The concept of purity is found both in the writings of yoga as well as in the ideology of National Socialism --- that is, the idea that one has to detach oneself from such concepts as “good” and “bad.”
This was conveyed to me in 1997 in a weekend seminar in my training as a yoga teacher: Three days of the seminar were based around the Bhagavad Gita. In fact, according to the assertions of speaker, it was the “karma” [fate, deeds] of the Jews to be destroyed, and it was the “dharma” [nature, order] of the Wehrmacht and the SS, to wage war. I did not agree with these assertions.
IB TIMES: Did Himmler (and other top Nazis) use the Bhagavad Gita as a kind of a “blueprint” for the Holocaust and World War II?
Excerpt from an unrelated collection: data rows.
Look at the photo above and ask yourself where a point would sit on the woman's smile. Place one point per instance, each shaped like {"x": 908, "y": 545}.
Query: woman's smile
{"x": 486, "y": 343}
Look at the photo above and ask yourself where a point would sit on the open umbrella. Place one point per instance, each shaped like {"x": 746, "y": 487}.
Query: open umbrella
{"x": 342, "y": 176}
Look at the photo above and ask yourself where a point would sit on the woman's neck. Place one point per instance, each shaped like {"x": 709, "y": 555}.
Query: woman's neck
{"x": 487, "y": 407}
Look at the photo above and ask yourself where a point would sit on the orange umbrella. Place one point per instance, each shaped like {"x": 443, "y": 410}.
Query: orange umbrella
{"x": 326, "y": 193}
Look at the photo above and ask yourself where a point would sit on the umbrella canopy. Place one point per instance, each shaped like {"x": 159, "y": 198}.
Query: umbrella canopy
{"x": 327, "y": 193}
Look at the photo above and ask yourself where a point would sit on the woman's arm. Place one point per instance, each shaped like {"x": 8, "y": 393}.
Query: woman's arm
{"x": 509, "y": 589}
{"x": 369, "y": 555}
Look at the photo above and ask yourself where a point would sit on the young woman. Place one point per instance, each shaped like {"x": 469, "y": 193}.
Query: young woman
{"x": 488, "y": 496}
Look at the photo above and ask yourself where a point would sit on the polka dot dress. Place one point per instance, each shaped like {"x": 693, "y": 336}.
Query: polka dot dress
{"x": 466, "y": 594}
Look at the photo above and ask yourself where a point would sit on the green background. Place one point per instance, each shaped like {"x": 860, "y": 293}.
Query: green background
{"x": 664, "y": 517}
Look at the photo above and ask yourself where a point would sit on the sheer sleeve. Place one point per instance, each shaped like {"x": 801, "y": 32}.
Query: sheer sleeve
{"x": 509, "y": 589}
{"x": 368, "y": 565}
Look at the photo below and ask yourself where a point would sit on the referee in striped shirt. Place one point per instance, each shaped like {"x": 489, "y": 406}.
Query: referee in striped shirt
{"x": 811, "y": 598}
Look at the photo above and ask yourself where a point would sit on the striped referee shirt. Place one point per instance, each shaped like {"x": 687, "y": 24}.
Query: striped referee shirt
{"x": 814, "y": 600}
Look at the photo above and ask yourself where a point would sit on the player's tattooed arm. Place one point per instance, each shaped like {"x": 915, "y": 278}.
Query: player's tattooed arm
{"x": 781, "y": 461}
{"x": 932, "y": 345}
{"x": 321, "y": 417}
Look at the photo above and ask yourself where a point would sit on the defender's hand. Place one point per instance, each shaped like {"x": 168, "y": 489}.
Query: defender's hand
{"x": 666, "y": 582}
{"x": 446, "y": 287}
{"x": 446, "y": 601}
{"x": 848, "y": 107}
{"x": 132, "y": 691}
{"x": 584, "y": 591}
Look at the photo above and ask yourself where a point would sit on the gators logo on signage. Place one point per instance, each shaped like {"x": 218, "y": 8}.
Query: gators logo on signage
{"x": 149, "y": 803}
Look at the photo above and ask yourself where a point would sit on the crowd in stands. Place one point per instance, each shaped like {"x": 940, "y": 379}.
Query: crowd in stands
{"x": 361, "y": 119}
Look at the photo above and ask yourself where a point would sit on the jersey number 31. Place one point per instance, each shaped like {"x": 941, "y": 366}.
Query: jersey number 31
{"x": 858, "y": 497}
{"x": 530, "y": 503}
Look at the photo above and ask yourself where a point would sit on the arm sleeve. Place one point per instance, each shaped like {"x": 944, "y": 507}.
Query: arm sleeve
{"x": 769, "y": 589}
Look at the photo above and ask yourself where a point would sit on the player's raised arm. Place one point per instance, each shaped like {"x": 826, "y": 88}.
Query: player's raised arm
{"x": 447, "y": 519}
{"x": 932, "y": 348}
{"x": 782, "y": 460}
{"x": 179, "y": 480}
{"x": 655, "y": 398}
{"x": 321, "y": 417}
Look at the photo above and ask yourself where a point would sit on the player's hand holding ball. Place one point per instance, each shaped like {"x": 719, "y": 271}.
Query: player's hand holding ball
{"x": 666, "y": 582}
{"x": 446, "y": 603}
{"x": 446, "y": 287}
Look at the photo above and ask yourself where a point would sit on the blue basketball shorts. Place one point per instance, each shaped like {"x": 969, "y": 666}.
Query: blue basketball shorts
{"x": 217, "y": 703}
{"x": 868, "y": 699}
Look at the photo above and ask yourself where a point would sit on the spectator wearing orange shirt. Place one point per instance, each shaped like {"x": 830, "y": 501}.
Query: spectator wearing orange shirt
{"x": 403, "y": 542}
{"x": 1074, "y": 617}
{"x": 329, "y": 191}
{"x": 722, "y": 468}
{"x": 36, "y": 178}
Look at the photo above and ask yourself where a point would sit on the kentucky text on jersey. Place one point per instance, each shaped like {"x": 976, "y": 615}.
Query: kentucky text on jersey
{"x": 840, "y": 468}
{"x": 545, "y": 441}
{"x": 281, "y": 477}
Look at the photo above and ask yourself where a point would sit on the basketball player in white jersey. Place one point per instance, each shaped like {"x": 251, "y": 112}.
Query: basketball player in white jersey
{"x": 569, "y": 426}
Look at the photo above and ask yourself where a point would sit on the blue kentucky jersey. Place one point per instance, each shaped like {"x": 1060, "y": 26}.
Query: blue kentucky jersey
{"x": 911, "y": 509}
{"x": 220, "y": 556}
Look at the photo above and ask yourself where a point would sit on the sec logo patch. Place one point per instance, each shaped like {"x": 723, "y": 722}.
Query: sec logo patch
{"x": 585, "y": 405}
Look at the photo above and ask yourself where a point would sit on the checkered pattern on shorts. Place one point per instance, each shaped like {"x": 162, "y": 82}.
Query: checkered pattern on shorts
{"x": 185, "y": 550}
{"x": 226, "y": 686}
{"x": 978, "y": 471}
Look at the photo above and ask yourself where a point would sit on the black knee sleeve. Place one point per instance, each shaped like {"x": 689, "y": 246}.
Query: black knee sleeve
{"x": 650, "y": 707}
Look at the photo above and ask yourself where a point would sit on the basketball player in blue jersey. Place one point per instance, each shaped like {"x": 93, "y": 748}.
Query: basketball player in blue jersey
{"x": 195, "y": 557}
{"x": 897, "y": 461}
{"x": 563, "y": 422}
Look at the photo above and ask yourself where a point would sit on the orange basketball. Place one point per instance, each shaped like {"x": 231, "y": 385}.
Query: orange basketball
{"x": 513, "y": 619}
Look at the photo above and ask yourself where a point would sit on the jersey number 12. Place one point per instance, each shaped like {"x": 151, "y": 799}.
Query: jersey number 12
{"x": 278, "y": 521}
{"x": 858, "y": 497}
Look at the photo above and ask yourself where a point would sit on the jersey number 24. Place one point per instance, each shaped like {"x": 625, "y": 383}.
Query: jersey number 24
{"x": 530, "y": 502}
TIETKE: The Bhagavad Gita was for Himmler and also for top Nazi ideologue Alfred Rosenberg an important source of inspiration and legitimacy. They could refer to an ancient and sacred text to which British-German philosopher Houston Stewart Chamberlain and German philosopher Friedrich Nietzsche had already referred to.
In their comments they wrote of the “Aryan race” and the “Aryan belief” (Chamberlain) and about the superman (Übermensch), the [lower-caste] Sudras as the servant race and the degenerates of all caste and about the eject materials in perpetuity (Nietzsche).
IB TIMES: During World War II, there was a community of Indian nationalists living in Berlin. The most prominent of these was Subhash Chandra Bose, who met with many top Nazi officials, including Himmler, Joachim von Ribbentrop, Hermann Goering and Hitler himself. Is it true that Himmler was genuinely interested in helping Bose achieving independence for India (whereas most of the other German leaders only used Bose in a ploy to stoke anti-British sentiments in India)?
TIETKE: I did not find any signs of Himmler having a genuine interest in the independence struggles of India. However, Himmler agreed with Bose's requests to allow for participation in a police training course of selected Indian soldiers in Germany.
Since Bose was fascinated by the Nazi police force, including the SS and the Gestapo, whilst in Berlin in July 1942, he asked Himmler personally to train Indians accordingly.
One year earlier, Nazi propaganda minister Josef Goebbels wrote in his diary: Bose is in the Indian question currently, the best horse in our barn.